Tesla, led by President Trump’s erstwhile ally Elon Musk, said that costs tied to tariffs have increased by about $300 million. Roughly two-thirds of that is tied to the electric vehicle maker’s auto business, while the rest is from the energy arm.
“While we are doing our best to manage these impacts, we are in an unpredictable environment on the tariff front,” finance chief Vaibhav Taneja told analysts and investors on Tesla’s earnings call last week.
Those pressures extend throughout the auto industry. General Motors said earnings before interest and taxes in the latest quarter suffered a $1.1 billion hit that the Detroit-based automaker chalked up to the net effect of tariffs.
Whirlpool washing and drying machines for sale at a Howard’s Appliances store in Torrance, Calif.
Patrick T. Fallon | Bloomberg | Getty Images
Air conditioner maker Carrier Global said Tuesday that it now expects to spend about $200 million to offset the impact of tariffs. The same day, appliance maker Whirlpool said North American sales and earnings were hurt in the second quarter as Asian competitors rushed to export goods to the U.S. in advance of higher tariffs.
Inflation focus
U.S. consumers haven’t yet experienced meaningful bumps to inflation as a result of higher tariffs. That can be attributed to domestic companies currently absorbing cost hikes, but some economists warn that business may soon start passing the increases on to shoppers after this week’s deadline passes.
As a result, the “core” version of the consumer price index, which excludes volatile food and energy prices, should rise at an annual rate of 3.2% in the third quarter, up from 2.1% in the second quarter, according to Nancy Lazar, Piper Sandler’s chief global economist.
Foreign exporters have been covering “very little” of the tariffs and have been “getting off easy,” Lazar said in a recent note to clients.
Still, not every American company is taking a hands-off approach and swallowing the higher costs.
Paul De Cock, operations chief at carpet manufacturer Mohawk Industries, said last week that it is implementing 8% price increases. There may be need for further price hikes in the sector if tariffs further raise costs, he said.
“We continue to work with customers and suppliers to manage the impact of tariff costs as the situation evolves,” De Cock said on the Georgia-based company’s earnings call.

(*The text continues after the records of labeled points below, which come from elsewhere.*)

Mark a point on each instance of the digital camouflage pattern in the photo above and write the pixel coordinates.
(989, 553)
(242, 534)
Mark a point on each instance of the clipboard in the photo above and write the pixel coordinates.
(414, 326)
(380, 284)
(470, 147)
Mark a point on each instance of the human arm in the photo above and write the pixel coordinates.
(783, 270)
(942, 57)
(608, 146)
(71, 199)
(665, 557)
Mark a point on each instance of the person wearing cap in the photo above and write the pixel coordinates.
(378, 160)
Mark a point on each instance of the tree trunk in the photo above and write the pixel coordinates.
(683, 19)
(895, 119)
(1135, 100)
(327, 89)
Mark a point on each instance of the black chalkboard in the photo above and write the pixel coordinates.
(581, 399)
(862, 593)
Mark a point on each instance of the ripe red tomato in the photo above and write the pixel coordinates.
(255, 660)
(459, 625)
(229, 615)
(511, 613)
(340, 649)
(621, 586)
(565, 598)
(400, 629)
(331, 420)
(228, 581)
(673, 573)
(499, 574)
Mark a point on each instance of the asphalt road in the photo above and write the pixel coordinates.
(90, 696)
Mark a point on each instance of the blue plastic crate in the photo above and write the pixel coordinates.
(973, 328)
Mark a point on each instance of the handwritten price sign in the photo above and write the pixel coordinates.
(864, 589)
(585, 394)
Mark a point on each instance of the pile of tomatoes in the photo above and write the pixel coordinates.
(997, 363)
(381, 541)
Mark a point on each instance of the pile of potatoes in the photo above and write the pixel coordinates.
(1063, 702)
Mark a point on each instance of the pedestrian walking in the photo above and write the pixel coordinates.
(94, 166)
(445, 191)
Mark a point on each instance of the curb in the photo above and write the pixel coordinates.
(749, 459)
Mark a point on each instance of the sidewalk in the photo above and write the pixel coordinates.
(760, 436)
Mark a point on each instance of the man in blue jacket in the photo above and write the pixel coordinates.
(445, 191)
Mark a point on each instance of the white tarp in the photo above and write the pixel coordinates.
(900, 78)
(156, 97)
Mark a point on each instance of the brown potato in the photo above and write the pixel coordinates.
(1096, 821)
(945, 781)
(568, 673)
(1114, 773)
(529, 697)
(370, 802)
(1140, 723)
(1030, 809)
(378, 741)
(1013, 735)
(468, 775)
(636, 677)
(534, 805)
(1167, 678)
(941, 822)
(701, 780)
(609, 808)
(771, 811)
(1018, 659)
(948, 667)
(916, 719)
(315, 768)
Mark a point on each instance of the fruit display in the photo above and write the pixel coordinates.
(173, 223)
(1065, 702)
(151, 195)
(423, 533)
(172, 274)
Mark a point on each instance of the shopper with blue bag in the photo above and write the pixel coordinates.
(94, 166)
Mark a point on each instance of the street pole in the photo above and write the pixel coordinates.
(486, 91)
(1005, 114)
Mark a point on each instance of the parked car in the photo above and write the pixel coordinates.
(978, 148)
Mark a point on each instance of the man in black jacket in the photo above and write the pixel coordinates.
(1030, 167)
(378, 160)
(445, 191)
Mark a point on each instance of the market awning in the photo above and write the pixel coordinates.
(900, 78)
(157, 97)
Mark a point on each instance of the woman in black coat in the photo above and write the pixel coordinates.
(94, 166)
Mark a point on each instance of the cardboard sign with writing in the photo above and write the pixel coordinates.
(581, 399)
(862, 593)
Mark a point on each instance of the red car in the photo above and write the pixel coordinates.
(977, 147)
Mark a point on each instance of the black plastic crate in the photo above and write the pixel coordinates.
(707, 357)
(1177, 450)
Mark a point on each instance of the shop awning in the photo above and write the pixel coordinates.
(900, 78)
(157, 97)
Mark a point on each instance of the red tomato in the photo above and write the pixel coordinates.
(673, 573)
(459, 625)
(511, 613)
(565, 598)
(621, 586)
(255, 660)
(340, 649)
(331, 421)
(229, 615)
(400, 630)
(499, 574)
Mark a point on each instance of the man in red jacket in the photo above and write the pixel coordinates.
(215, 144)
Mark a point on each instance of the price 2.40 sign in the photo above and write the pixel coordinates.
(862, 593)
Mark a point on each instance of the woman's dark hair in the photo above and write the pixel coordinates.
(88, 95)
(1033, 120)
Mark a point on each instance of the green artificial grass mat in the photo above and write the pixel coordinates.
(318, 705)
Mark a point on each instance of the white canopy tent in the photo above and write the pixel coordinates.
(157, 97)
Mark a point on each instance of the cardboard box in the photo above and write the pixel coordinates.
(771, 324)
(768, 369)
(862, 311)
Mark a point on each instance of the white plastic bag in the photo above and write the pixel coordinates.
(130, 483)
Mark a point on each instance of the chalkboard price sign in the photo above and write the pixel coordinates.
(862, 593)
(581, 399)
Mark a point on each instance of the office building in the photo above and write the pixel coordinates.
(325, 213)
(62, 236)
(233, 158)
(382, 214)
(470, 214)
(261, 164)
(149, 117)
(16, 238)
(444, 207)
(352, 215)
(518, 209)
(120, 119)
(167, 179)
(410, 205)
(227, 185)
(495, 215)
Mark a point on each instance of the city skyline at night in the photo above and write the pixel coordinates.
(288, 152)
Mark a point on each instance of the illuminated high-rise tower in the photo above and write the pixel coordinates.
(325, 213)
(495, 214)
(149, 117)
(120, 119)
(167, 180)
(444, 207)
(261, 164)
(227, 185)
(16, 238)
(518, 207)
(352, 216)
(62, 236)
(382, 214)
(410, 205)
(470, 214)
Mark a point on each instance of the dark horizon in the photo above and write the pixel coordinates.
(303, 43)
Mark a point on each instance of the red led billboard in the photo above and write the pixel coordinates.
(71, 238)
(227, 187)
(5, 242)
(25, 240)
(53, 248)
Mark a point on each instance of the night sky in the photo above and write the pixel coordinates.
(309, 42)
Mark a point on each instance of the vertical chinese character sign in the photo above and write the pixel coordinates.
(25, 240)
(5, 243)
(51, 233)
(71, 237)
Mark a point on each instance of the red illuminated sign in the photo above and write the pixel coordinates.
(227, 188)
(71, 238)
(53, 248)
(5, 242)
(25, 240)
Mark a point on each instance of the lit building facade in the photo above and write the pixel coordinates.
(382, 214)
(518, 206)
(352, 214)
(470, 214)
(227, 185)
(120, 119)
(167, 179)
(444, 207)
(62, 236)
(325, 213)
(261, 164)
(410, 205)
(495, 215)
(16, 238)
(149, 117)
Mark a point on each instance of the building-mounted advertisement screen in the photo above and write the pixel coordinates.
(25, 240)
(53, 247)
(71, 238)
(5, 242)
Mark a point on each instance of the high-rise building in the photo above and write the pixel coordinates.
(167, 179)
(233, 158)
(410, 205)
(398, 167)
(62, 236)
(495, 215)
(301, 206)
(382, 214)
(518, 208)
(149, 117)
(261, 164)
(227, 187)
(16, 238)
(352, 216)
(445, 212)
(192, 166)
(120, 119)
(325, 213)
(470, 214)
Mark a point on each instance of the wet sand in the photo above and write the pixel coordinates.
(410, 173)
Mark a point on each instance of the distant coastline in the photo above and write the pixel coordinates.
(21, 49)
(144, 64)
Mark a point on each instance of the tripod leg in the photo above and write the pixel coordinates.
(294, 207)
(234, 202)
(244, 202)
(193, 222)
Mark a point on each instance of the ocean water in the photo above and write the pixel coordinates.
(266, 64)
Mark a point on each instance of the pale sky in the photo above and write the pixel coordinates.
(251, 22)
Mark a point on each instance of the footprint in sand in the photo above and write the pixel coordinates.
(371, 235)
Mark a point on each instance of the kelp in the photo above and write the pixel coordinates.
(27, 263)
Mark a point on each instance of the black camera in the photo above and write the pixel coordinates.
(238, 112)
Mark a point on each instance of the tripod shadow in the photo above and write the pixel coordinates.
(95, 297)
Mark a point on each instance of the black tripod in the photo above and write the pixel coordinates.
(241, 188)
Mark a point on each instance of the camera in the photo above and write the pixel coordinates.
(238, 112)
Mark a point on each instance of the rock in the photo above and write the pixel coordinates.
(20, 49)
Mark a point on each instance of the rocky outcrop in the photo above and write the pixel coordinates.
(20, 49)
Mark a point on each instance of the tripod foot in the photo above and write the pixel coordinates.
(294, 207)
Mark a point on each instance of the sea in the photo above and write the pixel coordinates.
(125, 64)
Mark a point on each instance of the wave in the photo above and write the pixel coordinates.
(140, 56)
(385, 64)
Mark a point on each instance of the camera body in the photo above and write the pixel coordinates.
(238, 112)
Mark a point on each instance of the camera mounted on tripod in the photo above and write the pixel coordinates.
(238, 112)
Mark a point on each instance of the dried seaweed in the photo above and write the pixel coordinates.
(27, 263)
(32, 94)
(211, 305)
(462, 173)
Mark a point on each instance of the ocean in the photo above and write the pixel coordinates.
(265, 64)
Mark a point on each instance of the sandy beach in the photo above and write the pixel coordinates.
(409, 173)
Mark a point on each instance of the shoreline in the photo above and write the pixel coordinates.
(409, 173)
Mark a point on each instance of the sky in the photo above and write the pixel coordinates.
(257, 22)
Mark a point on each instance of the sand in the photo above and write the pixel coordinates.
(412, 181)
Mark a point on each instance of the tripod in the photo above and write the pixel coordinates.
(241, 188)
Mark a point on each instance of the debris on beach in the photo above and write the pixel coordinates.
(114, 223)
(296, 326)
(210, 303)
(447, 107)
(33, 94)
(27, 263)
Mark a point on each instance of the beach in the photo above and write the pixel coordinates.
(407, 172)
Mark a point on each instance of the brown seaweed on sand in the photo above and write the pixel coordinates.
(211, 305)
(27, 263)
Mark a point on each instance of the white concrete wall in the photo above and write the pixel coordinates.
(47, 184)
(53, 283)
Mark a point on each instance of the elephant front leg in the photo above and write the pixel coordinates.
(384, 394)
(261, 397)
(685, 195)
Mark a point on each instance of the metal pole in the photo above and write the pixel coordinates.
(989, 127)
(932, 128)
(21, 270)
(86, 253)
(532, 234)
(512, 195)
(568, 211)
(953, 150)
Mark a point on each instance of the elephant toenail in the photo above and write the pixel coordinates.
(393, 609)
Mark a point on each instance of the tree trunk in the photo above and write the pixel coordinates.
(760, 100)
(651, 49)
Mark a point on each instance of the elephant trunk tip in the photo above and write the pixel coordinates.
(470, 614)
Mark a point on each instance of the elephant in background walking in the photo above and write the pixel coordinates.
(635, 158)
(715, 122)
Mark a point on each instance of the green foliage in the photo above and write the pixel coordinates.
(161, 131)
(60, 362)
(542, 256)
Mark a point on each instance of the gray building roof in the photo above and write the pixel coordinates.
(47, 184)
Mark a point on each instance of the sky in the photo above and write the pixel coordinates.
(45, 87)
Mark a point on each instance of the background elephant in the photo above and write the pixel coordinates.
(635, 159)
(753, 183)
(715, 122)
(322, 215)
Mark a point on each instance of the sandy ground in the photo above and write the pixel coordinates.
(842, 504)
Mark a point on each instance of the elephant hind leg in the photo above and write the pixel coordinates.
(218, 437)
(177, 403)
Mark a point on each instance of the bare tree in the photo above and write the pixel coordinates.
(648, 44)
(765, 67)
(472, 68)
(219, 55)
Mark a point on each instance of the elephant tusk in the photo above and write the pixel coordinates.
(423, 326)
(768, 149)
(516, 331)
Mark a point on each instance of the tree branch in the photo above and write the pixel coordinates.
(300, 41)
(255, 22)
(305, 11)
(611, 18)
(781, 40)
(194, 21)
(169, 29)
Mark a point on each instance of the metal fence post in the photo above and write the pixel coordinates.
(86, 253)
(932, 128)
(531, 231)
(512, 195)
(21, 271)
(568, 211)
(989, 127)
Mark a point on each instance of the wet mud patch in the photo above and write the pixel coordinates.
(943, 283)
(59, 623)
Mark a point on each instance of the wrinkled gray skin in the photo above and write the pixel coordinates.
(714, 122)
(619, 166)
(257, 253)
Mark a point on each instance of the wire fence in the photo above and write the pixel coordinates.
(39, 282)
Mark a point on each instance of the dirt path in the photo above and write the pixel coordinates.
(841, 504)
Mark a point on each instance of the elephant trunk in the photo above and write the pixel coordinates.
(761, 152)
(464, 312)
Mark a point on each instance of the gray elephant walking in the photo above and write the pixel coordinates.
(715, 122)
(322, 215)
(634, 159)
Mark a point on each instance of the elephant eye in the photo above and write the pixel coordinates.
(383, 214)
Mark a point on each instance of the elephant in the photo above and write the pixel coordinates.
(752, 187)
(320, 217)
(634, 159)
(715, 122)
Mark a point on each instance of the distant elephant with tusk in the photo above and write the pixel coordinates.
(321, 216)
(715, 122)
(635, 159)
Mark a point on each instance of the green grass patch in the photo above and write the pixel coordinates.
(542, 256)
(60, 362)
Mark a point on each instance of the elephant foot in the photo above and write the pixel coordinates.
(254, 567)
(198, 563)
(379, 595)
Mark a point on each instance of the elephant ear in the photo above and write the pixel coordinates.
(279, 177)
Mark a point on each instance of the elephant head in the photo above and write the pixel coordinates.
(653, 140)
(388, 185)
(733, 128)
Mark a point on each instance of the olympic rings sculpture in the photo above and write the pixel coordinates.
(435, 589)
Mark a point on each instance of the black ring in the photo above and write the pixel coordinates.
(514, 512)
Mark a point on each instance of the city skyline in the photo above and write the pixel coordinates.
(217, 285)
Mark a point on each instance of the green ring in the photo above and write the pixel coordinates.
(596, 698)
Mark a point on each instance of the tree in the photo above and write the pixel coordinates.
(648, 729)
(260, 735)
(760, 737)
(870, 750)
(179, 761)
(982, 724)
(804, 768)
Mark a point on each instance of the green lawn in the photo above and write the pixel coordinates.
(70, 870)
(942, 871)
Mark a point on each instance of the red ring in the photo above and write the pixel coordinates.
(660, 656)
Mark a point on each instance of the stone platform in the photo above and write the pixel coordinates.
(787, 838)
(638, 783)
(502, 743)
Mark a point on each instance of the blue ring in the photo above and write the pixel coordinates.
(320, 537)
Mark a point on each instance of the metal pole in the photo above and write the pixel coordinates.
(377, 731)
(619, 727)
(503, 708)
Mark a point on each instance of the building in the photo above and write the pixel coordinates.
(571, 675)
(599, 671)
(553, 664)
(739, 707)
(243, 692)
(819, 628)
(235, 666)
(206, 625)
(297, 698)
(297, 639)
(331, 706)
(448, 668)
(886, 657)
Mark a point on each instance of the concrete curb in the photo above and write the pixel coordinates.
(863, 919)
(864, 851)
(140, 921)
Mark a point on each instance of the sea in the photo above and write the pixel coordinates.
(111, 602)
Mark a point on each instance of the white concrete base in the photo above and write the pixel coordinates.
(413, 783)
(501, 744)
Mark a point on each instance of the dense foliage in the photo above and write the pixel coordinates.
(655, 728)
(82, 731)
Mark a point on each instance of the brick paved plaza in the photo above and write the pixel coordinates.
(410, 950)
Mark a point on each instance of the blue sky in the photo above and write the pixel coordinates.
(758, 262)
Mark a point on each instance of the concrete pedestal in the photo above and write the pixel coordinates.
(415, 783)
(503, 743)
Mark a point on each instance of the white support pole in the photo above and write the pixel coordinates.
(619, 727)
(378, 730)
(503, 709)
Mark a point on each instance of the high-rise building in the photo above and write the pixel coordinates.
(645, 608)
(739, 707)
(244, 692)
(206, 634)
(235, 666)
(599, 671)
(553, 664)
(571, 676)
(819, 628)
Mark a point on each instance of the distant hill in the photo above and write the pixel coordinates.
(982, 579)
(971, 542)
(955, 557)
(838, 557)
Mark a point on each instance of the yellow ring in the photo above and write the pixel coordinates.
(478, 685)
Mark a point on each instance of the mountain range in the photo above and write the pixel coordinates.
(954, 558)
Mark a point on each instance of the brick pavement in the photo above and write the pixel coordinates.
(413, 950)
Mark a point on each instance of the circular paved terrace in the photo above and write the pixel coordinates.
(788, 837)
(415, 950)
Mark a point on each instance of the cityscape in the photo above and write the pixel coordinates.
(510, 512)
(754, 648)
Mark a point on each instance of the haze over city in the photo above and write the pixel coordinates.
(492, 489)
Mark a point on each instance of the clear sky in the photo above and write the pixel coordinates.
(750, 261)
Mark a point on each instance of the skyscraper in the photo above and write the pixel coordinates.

Mohawk is encouraging consumers to look at domestically produced alternatives, he said. The company is also expanding capacity for quartz countertops made in Tennessee, which will increase the supply of goods not subject to tariffs, de Cock added.
For its part, the White House is aiming to soothe companies’ concerns about the looming deadline for tariffs, which were a core tenet of Trump’s campaign last year. Treasury Secretary Scott Bessent, for example, told CNBC on Tuesday that countries facing high tariff rates can lower them by negotiating a deal with the U.S.
“I would think that it’s not the end of the world if these snapback tariffs are on for anywhere from a few days to a few weeks, as long as the countries are moving forward and trying to negotiate in good faith,” he said.